Even the creators of the most classic kids’ movies had to rip themselves off from time-to-time. A viral tweet has demonstrated what many animation experts and historians already knew: Disney (and other animation studios) frequently copied existing scenes from some movies and just reused them with minor character changes in others.
A fascinating side-by-side video of several scenes from Disney movies is making the rounds on social media. In it, you can clearly see the exact same movements from The Jungle Book paralleled in Disney’s Winnie-the-Pooh, down to the exact same way that Christopher Robin and Mowgli both throw their rocks over a cliff. The initial tweet from Fred Schultz has garnered thousands of responses, including several people pointing out similar duplication techniques in other Disney movies, and also, within different animation genres entirely.
Here’s the video:
Is this scandalous? Should you rethink your childhood? Hardly. Before the advent of computer animation, it’s important to remember – and remind our children — that animated features were hand-drawn. Also, by the 1960s and 1970s, Disney was not exactly the stalwart of animated classics we think of today. In fact, in 1984, Michael Eisner was dead-set on doing very few Disney animated movies altogether, mostly because of the immense amount of resources required to draft new animation. One early ’80s Disney film — The Great Mouse Detective — was produced on the tinniest of production budgets, but surprisingly resulted in becoming a huge hit. In fact, if it weren’t for the success of The Great Mouse Dectective, some historians believe that we would have never entered into the “golden era” of Disney movies like The Little Mermaid and Beauty and the Beast.

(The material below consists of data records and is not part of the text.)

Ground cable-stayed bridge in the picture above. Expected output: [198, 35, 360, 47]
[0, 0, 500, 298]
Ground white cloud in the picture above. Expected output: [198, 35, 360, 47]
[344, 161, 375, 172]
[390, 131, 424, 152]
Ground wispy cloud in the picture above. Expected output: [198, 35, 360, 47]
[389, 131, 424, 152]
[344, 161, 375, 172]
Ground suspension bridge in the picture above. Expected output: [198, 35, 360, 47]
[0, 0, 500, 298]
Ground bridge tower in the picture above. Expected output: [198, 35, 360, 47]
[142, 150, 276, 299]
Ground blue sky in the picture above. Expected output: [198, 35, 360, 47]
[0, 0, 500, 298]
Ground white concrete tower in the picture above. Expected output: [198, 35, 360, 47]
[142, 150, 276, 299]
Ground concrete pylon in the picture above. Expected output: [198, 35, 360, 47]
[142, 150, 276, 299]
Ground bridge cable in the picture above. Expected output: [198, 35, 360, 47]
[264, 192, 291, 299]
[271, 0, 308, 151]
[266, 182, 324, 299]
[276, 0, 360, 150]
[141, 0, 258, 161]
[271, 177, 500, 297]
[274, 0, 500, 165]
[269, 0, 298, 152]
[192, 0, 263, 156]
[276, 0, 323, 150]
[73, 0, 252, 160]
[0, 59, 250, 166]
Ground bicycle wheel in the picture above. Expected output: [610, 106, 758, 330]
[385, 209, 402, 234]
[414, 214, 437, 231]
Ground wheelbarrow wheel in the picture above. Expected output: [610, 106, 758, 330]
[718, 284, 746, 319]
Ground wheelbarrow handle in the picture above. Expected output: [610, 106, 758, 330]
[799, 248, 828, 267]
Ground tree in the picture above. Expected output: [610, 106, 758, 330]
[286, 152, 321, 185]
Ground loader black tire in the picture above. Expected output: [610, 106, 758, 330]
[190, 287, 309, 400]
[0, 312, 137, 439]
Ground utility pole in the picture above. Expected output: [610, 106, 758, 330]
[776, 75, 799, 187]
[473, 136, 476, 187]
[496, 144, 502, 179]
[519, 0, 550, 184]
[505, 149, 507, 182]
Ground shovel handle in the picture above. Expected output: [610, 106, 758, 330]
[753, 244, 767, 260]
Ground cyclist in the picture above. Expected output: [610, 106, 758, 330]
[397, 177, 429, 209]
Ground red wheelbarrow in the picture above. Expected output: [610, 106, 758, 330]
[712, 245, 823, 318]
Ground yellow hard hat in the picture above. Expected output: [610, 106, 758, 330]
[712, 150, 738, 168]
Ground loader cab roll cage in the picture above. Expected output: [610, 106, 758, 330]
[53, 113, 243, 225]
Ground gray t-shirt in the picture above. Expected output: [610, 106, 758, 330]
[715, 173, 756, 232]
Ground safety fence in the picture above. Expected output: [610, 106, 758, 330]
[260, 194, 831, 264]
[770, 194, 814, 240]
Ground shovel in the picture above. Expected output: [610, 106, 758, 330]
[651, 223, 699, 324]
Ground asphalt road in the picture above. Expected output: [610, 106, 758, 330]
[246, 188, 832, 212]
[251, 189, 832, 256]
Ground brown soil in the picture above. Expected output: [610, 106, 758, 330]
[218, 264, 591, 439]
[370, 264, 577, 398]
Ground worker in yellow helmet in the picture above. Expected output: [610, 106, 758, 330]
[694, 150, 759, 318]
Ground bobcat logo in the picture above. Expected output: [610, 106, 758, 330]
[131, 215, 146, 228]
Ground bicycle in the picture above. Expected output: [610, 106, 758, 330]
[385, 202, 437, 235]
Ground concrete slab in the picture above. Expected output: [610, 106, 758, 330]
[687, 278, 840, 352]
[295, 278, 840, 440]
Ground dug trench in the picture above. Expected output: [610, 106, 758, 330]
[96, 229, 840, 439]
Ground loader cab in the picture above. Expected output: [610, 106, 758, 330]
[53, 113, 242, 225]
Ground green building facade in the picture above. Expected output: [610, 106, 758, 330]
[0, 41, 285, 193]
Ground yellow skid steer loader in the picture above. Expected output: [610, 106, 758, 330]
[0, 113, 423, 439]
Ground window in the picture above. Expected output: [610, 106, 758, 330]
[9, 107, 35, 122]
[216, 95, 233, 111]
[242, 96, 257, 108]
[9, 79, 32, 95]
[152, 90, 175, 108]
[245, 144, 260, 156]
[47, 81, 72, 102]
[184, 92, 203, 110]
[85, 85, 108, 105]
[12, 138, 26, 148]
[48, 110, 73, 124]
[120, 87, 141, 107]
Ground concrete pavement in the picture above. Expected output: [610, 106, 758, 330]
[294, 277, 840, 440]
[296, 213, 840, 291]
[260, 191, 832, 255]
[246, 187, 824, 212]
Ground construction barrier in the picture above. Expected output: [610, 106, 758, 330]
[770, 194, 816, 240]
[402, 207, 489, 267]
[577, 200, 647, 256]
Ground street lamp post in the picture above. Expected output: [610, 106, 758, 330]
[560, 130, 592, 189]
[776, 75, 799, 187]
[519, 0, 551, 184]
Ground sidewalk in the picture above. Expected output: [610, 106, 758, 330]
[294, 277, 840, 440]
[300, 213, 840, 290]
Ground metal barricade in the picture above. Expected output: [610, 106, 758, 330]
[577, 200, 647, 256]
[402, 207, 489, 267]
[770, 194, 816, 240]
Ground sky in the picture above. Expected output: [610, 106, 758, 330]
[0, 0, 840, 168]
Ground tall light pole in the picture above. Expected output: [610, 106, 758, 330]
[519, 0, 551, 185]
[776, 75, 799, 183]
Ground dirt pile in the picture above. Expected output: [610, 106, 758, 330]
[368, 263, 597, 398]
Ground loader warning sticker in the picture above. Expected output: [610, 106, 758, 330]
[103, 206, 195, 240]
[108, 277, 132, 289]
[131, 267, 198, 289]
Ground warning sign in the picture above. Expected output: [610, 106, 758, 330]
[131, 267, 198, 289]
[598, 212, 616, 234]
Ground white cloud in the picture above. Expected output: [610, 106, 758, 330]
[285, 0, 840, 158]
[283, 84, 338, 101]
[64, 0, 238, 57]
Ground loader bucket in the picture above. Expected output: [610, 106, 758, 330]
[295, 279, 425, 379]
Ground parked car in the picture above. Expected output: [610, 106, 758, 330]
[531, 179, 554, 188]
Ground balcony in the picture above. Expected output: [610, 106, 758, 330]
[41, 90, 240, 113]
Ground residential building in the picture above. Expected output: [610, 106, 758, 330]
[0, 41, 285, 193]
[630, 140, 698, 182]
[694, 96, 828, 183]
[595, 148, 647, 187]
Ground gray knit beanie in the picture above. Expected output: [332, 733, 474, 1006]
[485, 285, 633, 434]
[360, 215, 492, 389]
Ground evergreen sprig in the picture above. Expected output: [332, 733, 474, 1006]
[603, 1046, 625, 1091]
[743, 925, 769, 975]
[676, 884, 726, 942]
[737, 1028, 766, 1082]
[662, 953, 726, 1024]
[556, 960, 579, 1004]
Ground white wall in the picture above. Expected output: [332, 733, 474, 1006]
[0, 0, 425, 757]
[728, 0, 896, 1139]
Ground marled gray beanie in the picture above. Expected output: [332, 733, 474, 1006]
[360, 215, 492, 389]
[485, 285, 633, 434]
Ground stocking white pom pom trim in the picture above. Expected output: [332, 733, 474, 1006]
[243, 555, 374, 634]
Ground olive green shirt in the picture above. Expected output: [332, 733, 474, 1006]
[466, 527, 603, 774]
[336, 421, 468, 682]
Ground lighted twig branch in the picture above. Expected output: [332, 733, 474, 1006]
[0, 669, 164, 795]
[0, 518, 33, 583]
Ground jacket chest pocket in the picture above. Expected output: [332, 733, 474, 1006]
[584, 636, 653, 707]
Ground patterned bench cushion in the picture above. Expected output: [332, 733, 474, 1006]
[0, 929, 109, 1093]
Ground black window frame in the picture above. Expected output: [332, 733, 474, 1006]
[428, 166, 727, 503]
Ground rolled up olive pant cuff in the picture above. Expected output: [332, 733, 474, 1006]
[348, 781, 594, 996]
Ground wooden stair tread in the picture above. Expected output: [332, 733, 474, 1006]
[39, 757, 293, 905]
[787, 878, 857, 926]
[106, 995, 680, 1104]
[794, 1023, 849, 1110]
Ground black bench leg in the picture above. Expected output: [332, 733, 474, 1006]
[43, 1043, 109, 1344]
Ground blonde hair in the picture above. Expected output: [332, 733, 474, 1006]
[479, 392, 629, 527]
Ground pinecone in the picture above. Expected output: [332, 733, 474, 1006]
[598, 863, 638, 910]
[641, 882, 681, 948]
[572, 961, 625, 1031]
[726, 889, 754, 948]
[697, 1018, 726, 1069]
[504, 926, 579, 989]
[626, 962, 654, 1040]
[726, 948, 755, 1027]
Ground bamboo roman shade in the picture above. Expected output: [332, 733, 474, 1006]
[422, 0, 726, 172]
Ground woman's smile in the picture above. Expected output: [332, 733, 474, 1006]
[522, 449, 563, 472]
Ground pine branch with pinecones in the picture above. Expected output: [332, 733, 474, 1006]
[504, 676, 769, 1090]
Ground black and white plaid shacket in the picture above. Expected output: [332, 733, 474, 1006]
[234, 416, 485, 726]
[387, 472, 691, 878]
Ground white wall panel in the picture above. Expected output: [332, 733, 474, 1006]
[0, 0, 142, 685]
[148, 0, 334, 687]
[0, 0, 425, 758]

What does this have to do with Disney ripping itself off? Well, the larger point is, creating feature-length cartoons in the era before computer animation was expensive as hell and time-consuming. We tend to think of Disney as a huge money-making children’s media empire, but that doesn’t mean they didn’t cut costs where they could. So, if you’re watching this side-by-side viral video with your kids, the lesson shouldn’t be about Disney being unoriginal. Instead, it’s all about animators being innovative, and figuring out how to make something new by working with what they had.